What are some of the likely consequences for natural health?

  • An increase in fracking, thanks to investor–state dispute settlement rights being exercised by corporations 
  • Investor–state dispute settlement rights will allow corporations to sue for damages over any environmental protection, labour rights or other legislation they don’t like
  • Drug companies will be able to obtain longer, more wide-reaching patents for their products – while the US Dietary Supplement Health and Education Act (DSHEA) will be seen as an obstacle to ‘free trade’ and harmonisation
  • TTIP harmonisation will accelerate the process whereby restrictive EU natural health regulation is exported to the US

Of course, since we’re relying on incomplete leaks for our information, we don’t know exactly what’s in the legislation. The effects are likely to be even worse than those we’ve listed above, and may explain why certain corporations have made significant and public ‘retreats’ in recent months.

Not a coup, but a succession

What we can say, based on what we already know, is that the TTIP/TPP represent the most brazen power grab in history by corporations. But consider this. Governments – represented by the EU, US and the 11 Asia–Pacific nations involved in the TPP negotiations – have willingly entered into the negotiations. It would be more accurate to describe this as an orderly handover of power; a surrender or succession, rather than a corporate coup. This implies planning on the part of both sides, which is bad enough.
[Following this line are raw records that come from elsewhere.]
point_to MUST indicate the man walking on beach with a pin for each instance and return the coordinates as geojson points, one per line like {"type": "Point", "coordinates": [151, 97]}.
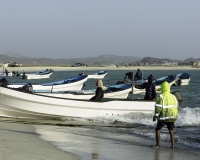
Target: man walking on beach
{"type": "Point", "coordinates": [166, 112]}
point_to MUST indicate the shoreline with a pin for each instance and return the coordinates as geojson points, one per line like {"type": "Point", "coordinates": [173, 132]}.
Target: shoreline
{"type": "Point", "coordinates": [40, 68]}
{"type": "Point", "coordinates": [20, 141]}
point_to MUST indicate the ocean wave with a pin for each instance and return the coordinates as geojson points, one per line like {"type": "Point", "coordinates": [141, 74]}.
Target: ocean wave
{"type": "Point", "coordinates": [188, 116]}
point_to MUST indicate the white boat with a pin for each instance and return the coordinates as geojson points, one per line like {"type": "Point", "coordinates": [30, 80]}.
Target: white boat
{"type": "Point", "coordinates": [3, 74]}
{"type": "Point", "coordinates": [184, 78]}
{"type": "Point", "coordinates": [98, 75]}
{"type": "Point", "coordinates": [39, 75]}
{"type": "Point", "coordinates": [109, 66]}
{"type": "Point", "coordinates": [120, 91]}
{"type": "Point", "coordinates": [74, 83]}
{"type": "Point", "coordinates": [19, 104]}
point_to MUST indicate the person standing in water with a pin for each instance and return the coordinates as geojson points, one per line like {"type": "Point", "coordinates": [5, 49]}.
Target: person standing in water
{"type": "Point", "coordinates": [166, 113]}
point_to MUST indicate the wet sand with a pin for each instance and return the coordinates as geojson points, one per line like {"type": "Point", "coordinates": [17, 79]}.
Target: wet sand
{"type": "Point", "coordinates": [20, 141]}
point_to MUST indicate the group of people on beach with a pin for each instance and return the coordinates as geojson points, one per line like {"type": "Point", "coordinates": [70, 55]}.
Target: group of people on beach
{"type": "Point", "coordinates": [166, 105]}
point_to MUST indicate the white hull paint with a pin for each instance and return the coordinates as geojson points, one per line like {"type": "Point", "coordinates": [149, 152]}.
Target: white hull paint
{"type": "Point", "coordinates": [86, 95]}
{"type": "Point", "coordinates": [61, 87]}
{"type": "Point", "coordinates": [24, 105]}
{"type": "Point", "coordinates": [36, 76]}
{"type": "Point", "coordinates": [96, 76]}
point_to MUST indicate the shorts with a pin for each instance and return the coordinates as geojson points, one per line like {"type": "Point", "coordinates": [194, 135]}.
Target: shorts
{"type": "Point", "coordinates": [170, 125]}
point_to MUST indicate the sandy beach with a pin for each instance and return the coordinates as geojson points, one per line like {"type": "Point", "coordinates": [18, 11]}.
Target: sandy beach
{"type": "Point", "coordinates": [19, 141]}
{"type": "Point", "coordinates": [22, 139]}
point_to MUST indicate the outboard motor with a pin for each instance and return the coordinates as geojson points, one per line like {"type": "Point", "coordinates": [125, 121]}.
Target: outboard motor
{"type": "Point", "coordinates": [28, 88]}
{"type": "Point", "coordinates": [179, 98]}
{"type": "Point", "coordinates": [24, 75]}
{"type": "Point", "coordinates": [3, 82]}
{"type": "Point", "coordinates": [13, 73]}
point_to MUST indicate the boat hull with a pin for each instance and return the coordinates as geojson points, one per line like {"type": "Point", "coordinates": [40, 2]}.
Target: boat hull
{"type": "Point", "coordinates": [61, 87]}
{"type": "Point", "coordinates": [25, 105]}
{"type": "Point", "coordinates": [86, 95]}
{"type": "Point", "coordinates": [36, 76]}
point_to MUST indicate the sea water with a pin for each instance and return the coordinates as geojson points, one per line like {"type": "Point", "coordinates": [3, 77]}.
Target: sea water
{"type": "Point", "coordinates": [95, 135]}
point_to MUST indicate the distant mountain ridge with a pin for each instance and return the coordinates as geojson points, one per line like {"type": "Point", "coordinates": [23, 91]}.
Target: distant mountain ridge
{"type": "Point", "coordinates": [90, 61]}
{"type": "Point", "coordinates": [105, 59]}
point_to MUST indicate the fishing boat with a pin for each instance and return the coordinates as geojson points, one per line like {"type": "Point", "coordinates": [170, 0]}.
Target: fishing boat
{"type": "Point", "coordinates": [120, 91]}
{"type": "Point", "coordinates": [38, 75]}
{"type": "Point", "coordinates": [19, 104]}
{"type": "Point", "coordinates": [98, 75]}
{"type": "Point", "coordinates": [184, 78]}
{"type": "Point", "coordinates": [171, 79]}
{"type": "Point", "coordinates": [74, 83]}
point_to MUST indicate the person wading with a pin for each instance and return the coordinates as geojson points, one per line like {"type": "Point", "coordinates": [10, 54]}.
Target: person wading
{"type": "Point", "coordinates": [166, 112]}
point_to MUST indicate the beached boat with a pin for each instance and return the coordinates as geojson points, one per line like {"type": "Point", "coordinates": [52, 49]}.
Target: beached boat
{"type": "Point", "coordinates": [109, 66]}
{"type": "Point", "coordinates": [74, 83]}
{"type": "Point", "coordinates": [18, 104]}
{"type": "Point", "coordinates": [120, 91]}
{"type": "Point", "coordinates": [184, 78]}
{"type": "Point", "coordinates": [98, 75]}
{"type": "Point", "coordinates": [3, 74]}
{"type": "Point", "coordinates": [171, 79]}
{"type": "Point", "coordinates": [39, 75]}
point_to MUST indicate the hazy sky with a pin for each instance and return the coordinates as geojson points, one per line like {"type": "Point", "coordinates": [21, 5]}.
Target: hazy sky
{"type": "Point", "coordinates": [89, 28]}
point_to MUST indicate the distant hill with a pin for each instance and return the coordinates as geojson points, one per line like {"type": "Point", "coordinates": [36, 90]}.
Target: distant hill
{"type": "Point", "coordinates": [90, 61]}
{"type": "Point", "coordinates": [94, 61]}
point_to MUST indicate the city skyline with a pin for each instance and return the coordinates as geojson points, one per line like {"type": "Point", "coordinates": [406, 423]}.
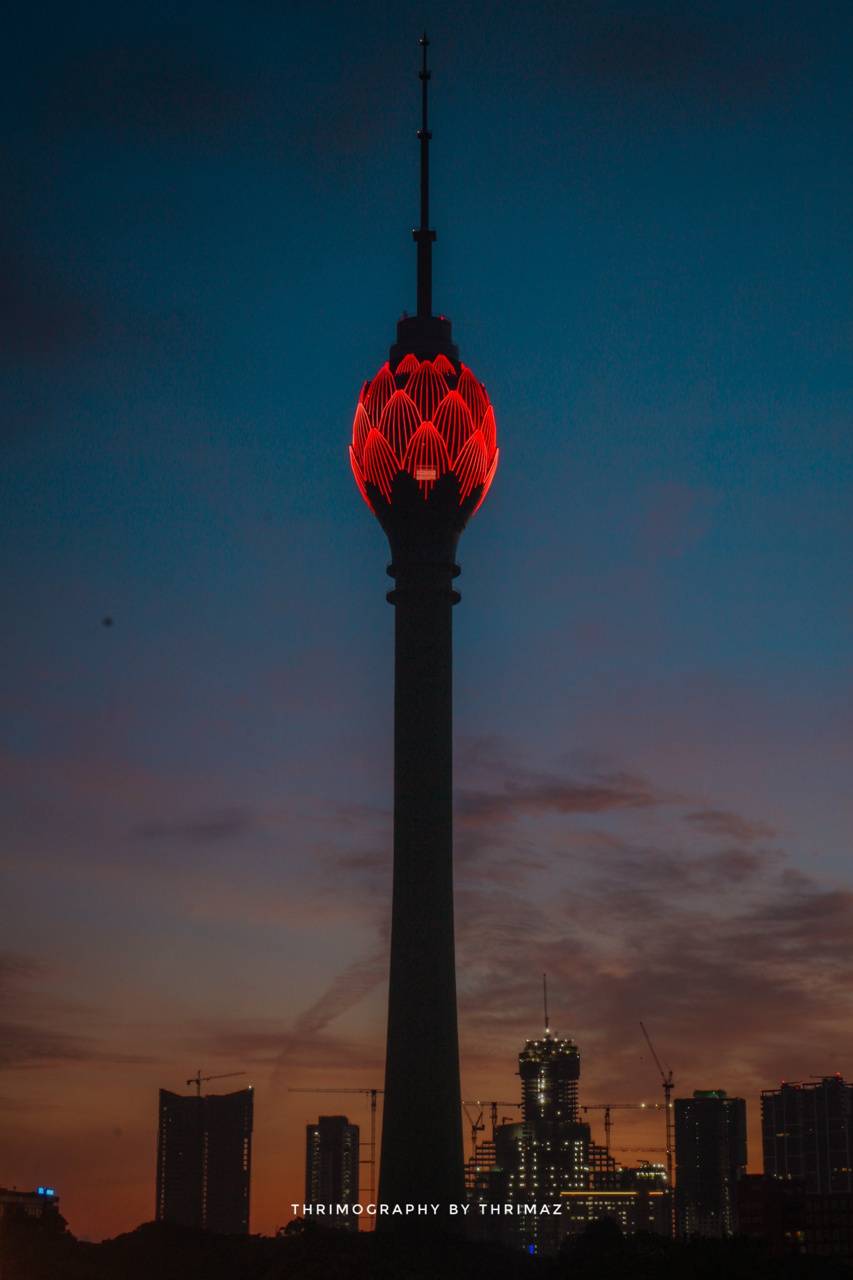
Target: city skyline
{"type": "Point", "coordinates": [644, 252]}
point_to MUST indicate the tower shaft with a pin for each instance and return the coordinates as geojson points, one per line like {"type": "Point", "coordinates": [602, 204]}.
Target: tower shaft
{"type": "Point", "coordinates": [422, 1141]}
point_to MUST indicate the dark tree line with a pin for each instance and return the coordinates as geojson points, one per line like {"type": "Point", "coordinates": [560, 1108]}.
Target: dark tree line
{"type": "Point", "coordinates": [44, 1249]}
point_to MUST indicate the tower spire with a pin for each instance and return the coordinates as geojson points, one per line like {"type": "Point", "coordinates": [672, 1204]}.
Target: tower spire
{"type": "Point", "coordinates": [423, 236]}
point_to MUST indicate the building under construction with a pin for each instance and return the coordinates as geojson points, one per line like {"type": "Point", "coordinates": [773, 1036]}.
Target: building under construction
{"type": "Point", "coordinates": [548, 1157]}
{"type": "Point", "coordinates": [204, 1160]}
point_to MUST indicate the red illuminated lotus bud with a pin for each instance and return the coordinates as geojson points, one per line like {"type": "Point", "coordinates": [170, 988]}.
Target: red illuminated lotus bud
{"type": "Point", "coordinates": [427, 421]}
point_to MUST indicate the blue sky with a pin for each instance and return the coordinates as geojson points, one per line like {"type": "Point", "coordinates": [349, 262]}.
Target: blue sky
{"type": "Point", "coordinates": [643, 245]}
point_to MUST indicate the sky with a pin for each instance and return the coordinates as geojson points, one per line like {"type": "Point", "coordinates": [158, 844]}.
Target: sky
{"type": "Point", "coordinates": [643, 243]}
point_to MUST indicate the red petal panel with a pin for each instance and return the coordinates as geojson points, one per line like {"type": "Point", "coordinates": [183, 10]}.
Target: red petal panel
{"type": "Point", "coordinates": [454, 423]}
{"type": "Point", "coordinates": [381, 464]}
{"type": "Point", "coordinates": [356, 472]}
{"type": "Point", "coordinates": [427, 457]}
{"type": "Point", "coordinates": [400, 420]}
{"type": "Point", "coordinates": [471, 465]}
{"type": "Point", "coordinates": [473, 393]}
{"type": "Point", "coordinates": [489, 478]}
{"type": "Point", "coordinates": [379, 392]}
{"type": "Point", "coordinates": [489, 432]}
{"type": "Point", "coordinates": [360, 428]}
{"type": "Point", "coordinates": [427, 388]}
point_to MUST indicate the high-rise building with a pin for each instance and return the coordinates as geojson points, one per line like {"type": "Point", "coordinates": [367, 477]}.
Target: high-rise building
{"type": "Point", "coordinates": [542, 1157]}
{"type": "Point", "coordinates": [807, 1133]}
{"type": "Point", "coordinates": [204, 1160]}
{"type": "Point", "coordinates": [548, 1160]}
{"type": "Point", "coordinates": [332, 1168]}
{"type": "Point", "coordinates": [423, 453]}
{"type": "Point", "coordinates": [710, 1157]}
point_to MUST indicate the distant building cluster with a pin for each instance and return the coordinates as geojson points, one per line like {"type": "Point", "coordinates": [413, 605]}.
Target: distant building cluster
{"type": "Point", "coordinates": [543, 1178]}
{"type": "Point", "coordinates": [539, 1178]}
{"type": "Point", "coordinates": [803, 1202]}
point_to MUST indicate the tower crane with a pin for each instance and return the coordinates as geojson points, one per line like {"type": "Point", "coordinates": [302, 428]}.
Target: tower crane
{"type": "Point", "coordinates": [617, 1106]}
{"type": "Point", "coordinates": [199, 1079]}
{"type": "Point", "coordinates": [477, 1125]}
{"type": "Point", "coordinates": [667, 1084]}
{"type": "Point", "coordinates": [372, 1095]}
{"type": "Point", "coordinates": [492, 1105]}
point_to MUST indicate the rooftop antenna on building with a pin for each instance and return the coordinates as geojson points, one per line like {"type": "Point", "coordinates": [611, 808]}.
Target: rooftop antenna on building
{"type": "Point", "coordinates": [424, 236]}
{"type": "Point", "coordinates": [199, 1079]}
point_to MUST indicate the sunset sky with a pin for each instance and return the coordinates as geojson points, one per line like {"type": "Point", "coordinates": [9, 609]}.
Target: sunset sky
{"type": "Point", "coordinates": [643, 219]}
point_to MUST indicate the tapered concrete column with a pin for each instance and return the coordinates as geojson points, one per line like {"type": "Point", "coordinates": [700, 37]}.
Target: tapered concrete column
{"type": "Point", "coordinates": [422, 1142]}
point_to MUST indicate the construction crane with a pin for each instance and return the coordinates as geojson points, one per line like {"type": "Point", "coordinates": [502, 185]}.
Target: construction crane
{"type": "Point", "coordinates": [492, 1105]}
{"type": "Point", "coordinates": [199, 1079]}
{"type": "Point", "coordinates": [477, 1125]}
{"type": "Point", "coordinates": [372, 1161]}
{"type": "Point", "coordinates": [669, 1084]}
{"type": "Point", "coordinates": [617, 1106]}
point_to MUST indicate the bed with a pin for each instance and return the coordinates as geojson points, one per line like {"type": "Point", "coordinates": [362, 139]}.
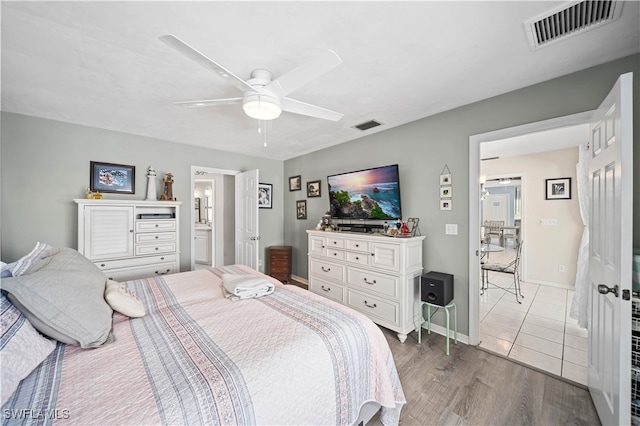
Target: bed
{"type": "Point", "coordinates": [198, 356]}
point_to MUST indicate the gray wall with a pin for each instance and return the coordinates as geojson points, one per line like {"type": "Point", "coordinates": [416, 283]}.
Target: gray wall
{"type": "Point", "coordinates": [45, 165]}
{"type": "Point", "coordinates": [424, 147]}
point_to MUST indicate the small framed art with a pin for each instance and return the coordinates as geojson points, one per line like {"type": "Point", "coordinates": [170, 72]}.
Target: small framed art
{"type": "Point", "coordinates": [558, 189]}
{"type": "Point", "coordinates": [295, 183]}
{"type": "Point", "coordinates": [301, 209]}
{"type": "Point", "coordinates": [313, 189]}
{"type": "Point", "coordinates": [109, 177]}
{"type": "Point", "coordinates": [265, 195]}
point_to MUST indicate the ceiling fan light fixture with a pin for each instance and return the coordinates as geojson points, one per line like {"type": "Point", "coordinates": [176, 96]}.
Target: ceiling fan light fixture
{"type": "Point", "coordinates": [261, 107]}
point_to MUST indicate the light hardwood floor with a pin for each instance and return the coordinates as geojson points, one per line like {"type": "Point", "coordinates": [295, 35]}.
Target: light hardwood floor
{"type": "Point", "coordinates": [475, 387]}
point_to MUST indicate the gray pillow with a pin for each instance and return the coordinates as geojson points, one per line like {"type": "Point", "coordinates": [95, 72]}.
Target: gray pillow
{"type": "Point", "coordinates": [62, 295]}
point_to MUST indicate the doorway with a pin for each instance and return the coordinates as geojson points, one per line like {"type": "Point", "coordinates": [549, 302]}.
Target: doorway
{"type": "Point", "coordinates": [510, 143]}
{"type": "Point", "coordinates": [215, 189]}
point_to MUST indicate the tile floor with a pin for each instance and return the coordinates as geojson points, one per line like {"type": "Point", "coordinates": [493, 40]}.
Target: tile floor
{"type": "Point", "coordinates": [539, 332]}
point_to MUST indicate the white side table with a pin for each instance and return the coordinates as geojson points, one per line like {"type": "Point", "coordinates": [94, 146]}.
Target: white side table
{"type": "Point", "coordinates": [451, 304]}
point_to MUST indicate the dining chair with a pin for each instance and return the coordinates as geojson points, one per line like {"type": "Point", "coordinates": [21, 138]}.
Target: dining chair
{"type": "Point", "coordinates": [508, 268]}
{"type": "Point", "coordinates": [494, 228]}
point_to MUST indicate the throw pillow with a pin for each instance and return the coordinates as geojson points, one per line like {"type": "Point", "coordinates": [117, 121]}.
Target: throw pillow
{"type": "Point", "coordinates": [62, 295]}
{"type": "Point", "coordinates": [22, 348]}
{"type": "Point", "coordinates": [123, 300]}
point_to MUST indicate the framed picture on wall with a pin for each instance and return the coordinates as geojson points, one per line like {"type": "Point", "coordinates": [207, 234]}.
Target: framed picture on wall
{"type": "Point", "coordinates": [301, 209]}
{"type": "Point", "coordinates": [558, 189]}
{"type": "Point", "coordinates": [109, 177]}
{"type": "Point", "coordinates": [265, 195]}
{"type": "Point", "coordinates": [313, 189]}
{"type": "Point", "coordinates": [295, 183]}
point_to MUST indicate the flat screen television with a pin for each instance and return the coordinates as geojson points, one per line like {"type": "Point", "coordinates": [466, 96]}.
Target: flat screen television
{"type": "Point", "coordinates": [366, 194]}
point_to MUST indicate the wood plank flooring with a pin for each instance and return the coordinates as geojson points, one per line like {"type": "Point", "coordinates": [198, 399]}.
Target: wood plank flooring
{"type": "Point", "coordinates": [474, 387]}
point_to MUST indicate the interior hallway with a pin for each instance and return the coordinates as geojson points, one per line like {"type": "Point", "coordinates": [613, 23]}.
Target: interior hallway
{"type": "Point", "coordinates": [539, 332]}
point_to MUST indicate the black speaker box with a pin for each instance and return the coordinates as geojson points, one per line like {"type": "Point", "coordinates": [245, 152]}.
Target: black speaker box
{"type": "Point", "coordinates": [436, 288]}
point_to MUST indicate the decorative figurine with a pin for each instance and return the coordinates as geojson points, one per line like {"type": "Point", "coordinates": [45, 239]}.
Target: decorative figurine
{"type": "Point", "coordinates": [167, 195]}
{"type": "Point", "coordinates": [151, 184]}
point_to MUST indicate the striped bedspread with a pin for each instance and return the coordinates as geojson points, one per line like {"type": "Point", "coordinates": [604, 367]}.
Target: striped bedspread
{"type": "Point", "coordinates": [198, 358]}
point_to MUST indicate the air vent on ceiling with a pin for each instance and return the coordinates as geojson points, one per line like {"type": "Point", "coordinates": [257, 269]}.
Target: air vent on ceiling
{"type": "Point", "coordinates": [367, 125]}
{"type": "Point", "coordinates": [570, 20]}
The outcome may be even worse: the implementing of an effective, prototype world government, run by corporations rather than by national governments.

Only we, the people, can stop this anti-democratic, anti-natural, anti-anything but naked corporate power agenda. It’s time to make ourselves heard, using all the available channels, so that those involved in the negotiations understand that we have had enough. It’s time to Say No to the TTIP.